The Bansenshukai (Sea of Myriad Rivers Merging) is a multi-volume secret written transmission (densho) of Iga and Koga Ninjutsu. It was compiled by Fujibayashi Yasutake (also, Yasuyoshi) of Iga in the fourth year of En’o (1676). The Bansenshukai collection includes one volume of introduction, question and answer section, and a table of contents; two volumes on thought and philosophy; four volumes on leadership; three volumes on Yo; five volumes on In; two volumes on astrology; and five volumes on weapons. The Koga version has twenty two chapters bound in ten volumes with an additional one volume. The Iga version has twenty two chapters bound in twelve volumes with additional four chapters in four volumes attached to it.
The Bansenshukai is a written transmission of philosophy, military strategy and tactics, astrology and weapons that are identified specifically with Ninjutsu. Although the author of the Bansenshukai was influenced by Chinese thought, and even indicates a connection to Chinese military traditions, he presents the material as the ultimate accumulation and perfection of Ninjutsu knowledge–as the name Bansenshukai itself suggests.
The title of this compendium–“Bansenshukai”–has been translated for many years as “Ten Thousand Rivers Flow Into the Sea,” and while some writers still use this translation, it is not what the author had intended for the work. When I began to translate the Bansenshukai during the late 90s, this mis-translation immediately caught my attention for its lack of meaning, and being more of a simple statement rather than a title. Then, when I first translated it as “Sea of Myriad Rivers Merging,” my first consideration was the influence of Chinese texts, which means that it has to be translated to Japanese before translating it to English. The second consideration, which carries much more weight, is an explanation within the text about its philosophy–being a collection of knowledge from many sources. Thus the compendium is a sea of knowledge filled by information from many resource rivers.
The original hand written text of the Bansenshukai does not exist anymore. Instead, there are original copies were produced from the original by individuals during the Edo period. We cannot tell whether the current “original copies” are texts copied directly from the original, or are copies of copies. This is not unusual for texts meant to have a wide circulation, similar to many other important texts of which only copies are left.

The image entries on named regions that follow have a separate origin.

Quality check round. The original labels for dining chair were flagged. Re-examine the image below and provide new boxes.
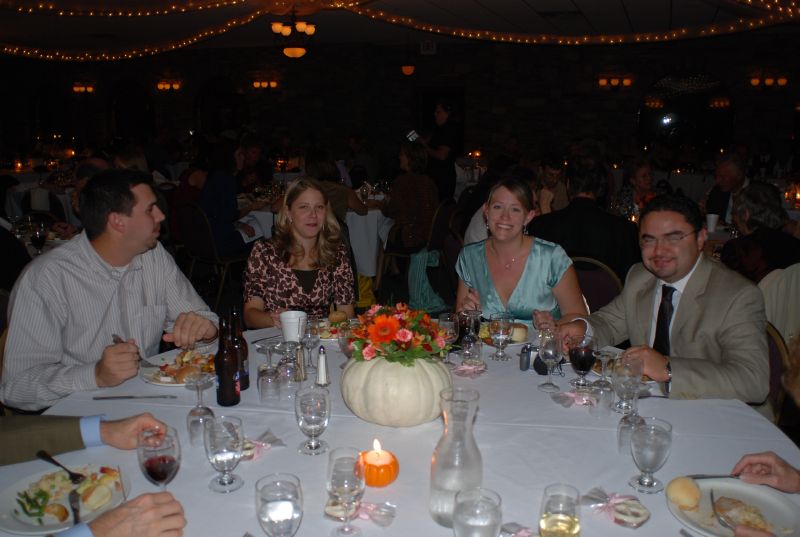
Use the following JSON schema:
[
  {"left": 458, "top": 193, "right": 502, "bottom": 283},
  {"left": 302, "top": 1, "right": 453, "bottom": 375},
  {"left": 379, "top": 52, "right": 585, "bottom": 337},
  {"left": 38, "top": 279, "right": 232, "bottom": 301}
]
[
  {"left": 767, "top": 322, "right": 789, "bottom": 424},
  {"left": 176, "top": 203, "right": 247, "bottom": 311},
  {"left": 572, "top": 257, "right": 622, "bottom": 312}
]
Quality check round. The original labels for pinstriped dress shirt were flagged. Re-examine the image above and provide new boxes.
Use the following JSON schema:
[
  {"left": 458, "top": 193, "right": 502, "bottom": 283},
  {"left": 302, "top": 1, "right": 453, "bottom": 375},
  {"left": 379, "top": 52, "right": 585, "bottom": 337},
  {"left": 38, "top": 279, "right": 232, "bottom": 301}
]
[{"left": 0, "top": 233, "right": 218, "bottom": 410}]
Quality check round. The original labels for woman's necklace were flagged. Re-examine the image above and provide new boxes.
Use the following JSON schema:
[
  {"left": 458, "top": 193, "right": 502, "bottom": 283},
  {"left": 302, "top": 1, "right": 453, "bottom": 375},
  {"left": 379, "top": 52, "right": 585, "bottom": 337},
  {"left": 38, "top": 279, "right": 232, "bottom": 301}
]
[{"left": 489, "top": 242, "right": 519, "bottom": 270}]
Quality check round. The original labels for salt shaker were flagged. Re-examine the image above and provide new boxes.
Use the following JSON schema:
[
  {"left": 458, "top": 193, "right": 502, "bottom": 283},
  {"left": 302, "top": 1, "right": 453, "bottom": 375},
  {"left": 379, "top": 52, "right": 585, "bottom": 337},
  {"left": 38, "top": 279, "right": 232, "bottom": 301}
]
[{"left": 315, "top": 345, "right": 331, "bottom": 386}]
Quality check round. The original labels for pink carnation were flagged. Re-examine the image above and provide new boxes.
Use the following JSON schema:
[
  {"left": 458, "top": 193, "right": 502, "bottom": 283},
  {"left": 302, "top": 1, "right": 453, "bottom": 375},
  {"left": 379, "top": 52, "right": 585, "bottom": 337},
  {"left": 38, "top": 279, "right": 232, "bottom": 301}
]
[
  {"left": 394, "top": 328, "right": 414, "bottom": 343},
  {"left": 361, "top": 345, "right": 377, "bottom": 360}
]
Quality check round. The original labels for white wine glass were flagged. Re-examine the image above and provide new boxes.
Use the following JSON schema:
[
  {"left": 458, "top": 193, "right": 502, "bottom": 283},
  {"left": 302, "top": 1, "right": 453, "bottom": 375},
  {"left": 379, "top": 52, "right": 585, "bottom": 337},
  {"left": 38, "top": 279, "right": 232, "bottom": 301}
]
[
  {"left": 539, "top": 483, "right": 581, "bottom": 537},
  {"left": 185, "top": 373, "right": 214, "bottom": 446},
  {"left": 628, "top": 417, "right": 672, "bottom": 494},
  {"left": 256, "top": 473, "right": 303, "bottom": 537},
  {"left": 489, "top": 312, "right": 514, "bottom": 362},
  {"left": 326, "top": 447, "right": 365, "bottom": 537},
  {"left": 203, "top": 416, "right": 244, "bottom": 494},
  {"left": 439, "top": 313, "right": 459, "bottom": 365},
  {"left": 294, "top": 385, "right": 331, "bottom": 455},
  {"left": 136, "top": 427, "right": 181, "bottom": 491},
  {"left": 453, "top": 487, "right": 503, "bottom": 537}
]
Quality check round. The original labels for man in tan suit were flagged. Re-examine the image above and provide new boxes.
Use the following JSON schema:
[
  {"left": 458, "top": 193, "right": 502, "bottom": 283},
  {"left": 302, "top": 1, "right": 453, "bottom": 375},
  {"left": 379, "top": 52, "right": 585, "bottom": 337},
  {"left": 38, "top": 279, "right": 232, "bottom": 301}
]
[{"left": 559, "top": 195, "right": 771, "bottom": 417}]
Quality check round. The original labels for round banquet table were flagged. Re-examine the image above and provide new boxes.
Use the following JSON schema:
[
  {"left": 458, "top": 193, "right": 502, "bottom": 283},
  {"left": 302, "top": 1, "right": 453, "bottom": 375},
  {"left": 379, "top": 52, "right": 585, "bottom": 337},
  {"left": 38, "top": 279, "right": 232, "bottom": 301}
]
[{"left": 0, "top": 329, "right": 800, "bottom": 537}]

A limited number of faximiles of a hand written copy of the Bansenshukai were offered to the public after WW2, but the publisher stopped producing more copies and there are none available for purchase. For those interested in reading the Bansenshukai in its original language (a form of Japanized Chinese called kanbun), some major national and university libraries hold a copy of the collection. Selected translations of the Bansenshukai published in this site were made from a faximile copy (eishahon) of the original text.
Military affairs are of vital importance to the state. It is the way of life and death, existence and cessation. It is an important matter for the welfare of the state. It is not a small matter. The meaning of that should be contemplated with calm and caution. Do not treat it lightly.

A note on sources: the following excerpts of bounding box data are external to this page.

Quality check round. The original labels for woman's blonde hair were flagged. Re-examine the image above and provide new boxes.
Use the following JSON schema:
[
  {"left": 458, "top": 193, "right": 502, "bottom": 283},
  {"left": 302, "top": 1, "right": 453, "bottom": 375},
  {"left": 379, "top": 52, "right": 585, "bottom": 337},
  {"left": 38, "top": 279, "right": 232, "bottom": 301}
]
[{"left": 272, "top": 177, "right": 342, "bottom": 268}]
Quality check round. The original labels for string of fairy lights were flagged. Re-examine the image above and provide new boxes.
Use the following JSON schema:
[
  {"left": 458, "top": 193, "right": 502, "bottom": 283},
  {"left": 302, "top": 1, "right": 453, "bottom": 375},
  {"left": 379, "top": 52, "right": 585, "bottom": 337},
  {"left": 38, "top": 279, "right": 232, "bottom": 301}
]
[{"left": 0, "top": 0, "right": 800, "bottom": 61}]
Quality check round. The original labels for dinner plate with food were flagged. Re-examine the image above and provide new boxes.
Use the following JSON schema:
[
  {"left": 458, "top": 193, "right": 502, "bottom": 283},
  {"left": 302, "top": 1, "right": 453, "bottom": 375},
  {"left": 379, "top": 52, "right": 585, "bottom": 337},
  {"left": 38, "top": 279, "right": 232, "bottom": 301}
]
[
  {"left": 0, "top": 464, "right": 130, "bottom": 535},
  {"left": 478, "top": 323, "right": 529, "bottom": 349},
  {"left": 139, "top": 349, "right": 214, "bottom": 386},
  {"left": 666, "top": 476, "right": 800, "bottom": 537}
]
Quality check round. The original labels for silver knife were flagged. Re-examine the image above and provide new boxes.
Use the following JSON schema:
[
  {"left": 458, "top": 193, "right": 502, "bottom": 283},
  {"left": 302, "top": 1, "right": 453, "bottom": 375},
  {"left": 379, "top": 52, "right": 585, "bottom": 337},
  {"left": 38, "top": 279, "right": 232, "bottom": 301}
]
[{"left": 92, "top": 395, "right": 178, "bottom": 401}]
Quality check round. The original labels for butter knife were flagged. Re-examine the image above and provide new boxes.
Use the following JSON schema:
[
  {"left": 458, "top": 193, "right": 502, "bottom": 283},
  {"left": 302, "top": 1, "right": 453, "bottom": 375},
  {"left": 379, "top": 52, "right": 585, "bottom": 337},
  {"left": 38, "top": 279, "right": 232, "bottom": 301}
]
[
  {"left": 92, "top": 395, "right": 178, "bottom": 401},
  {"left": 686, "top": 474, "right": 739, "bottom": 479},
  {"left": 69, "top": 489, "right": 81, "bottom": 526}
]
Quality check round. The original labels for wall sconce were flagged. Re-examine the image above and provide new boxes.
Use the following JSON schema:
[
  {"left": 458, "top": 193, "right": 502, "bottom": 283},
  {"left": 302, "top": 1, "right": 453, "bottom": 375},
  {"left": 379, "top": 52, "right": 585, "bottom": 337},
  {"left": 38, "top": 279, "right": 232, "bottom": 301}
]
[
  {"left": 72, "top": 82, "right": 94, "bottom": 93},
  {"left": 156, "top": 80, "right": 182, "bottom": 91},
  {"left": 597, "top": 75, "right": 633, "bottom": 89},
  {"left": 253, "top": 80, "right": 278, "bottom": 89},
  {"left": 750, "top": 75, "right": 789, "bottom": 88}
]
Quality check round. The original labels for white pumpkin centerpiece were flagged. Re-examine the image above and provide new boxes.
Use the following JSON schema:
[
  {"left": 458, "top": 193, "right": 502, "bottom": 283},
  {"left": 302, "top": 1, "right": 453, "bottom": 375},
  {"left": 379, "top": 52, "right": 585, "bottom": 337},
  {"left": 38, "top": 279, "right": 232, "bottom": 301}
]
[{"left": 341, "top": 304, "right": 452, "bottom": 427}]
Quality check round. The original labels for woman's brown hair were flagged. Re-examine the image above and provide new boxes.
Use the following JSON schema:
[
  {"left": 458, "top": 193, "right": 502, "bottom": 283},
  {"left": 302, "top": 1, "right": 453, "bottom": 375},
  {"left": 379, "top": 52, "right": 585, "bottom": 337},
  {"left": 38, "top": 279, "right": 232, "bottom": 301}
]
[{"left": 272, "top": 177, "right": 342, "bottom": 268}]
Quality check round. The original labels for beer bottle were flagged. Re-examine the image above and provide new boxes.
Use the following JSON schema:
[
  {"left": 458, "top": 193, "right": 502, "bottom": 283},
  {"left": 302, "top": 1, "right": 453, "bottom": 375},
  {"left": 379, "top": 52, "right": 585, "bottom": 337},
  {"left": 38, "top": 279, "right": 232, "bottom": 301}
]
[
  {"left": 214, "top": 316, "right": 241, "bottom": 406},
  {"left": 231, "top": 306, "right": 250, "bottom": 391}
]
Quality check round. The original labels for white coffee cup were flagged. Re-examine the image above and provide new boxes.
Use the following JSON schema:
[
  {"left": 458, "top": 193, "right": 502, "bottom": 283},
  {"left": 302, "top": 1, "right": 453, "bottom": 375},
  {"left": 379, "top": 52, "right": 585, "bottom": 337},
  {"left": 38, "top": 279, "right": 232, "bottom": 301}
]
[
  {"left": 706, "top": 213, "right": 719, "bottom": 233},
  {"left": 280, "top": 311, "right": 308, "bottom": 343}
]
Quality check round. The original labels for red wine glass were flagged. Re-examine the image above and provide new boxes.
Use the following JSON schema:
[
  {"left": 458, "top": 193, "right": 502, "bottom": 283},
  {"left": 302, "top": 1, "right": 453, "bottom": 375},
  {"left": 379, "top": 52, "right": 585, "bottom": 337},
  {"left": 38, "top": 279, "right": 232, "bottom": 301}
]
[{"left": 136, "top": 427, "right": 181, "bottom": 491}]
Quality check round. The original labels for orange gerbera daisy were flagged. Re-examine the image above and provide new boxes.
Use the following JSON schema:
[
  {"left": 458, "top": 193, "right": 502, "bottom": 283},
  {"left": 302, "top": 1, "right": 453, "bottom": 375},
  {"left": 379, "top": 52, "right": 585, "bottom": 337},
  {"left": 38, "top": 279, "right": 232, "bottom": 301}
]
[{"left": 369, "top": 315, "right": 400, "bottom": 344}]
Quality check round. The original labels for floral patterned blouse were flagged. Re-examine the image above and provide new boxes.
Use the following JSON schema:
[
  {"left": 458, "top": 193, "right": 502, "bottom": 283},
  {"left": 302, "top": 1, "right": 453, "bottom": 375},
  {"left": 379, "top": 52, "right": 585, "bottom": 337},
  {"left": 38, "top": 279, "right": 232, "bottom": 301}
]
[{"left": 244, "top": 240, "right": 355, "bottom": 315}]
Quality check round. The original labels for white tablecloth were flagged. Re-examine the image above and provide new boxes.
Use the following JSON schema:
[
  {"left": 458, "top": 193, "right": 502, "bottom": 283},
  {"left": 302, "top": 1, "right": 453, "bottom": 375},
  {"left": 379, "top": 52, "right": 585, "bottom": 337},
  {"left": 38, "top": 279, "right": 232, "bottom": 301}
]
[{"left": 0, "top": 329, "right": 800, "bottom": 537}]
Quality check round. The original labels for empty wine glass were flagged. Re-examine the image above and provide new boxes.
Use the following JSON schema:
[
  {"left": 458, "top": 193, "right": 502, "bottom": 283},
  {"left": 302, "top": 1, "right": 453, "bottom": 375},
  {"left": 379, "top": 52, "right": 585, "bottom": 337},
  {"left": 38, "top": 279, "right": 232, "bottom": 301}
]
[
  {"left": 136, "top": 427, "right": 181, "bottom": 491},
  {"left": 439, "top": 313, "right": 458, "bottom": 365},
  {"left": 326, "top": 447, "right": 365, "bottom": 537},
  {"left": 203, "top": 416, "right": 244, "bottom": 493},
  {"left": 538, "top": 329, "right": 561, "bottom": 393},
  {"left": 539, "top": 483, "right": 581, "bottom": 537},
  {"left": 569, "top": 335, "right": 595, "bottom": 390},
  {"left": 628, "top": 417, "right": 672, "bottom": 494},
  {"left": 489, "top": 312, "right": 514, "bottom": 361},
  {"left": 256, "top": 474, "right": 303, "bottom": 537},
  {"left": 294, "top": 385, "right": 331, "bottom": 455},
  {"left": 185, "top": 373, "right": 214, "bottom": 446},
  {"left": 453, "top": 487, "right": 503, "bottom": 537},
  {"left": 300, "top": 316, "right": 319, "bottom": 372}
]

Therefore, we shall first specify the details, clarify the five matters and seven stratagems, and grasp the essence of a person’s heart. Then, draw up a strategy, and use it in a correct and effective way. The five matters are, wisdom, virtue, sincerity, valor, and austerity. These are not different from the three efficacies–heaven, earth and man.
Even if you attack a huge army with mere one thousand soldiers, in one hundred battles you can be victorious one hundred times, and you shall not be in peril.
*In this section, and the one below, the author borrows heavily from Chinese sources, namely, the Sun Tzu. However, this is not unusual for seventeenth-century military scholarship.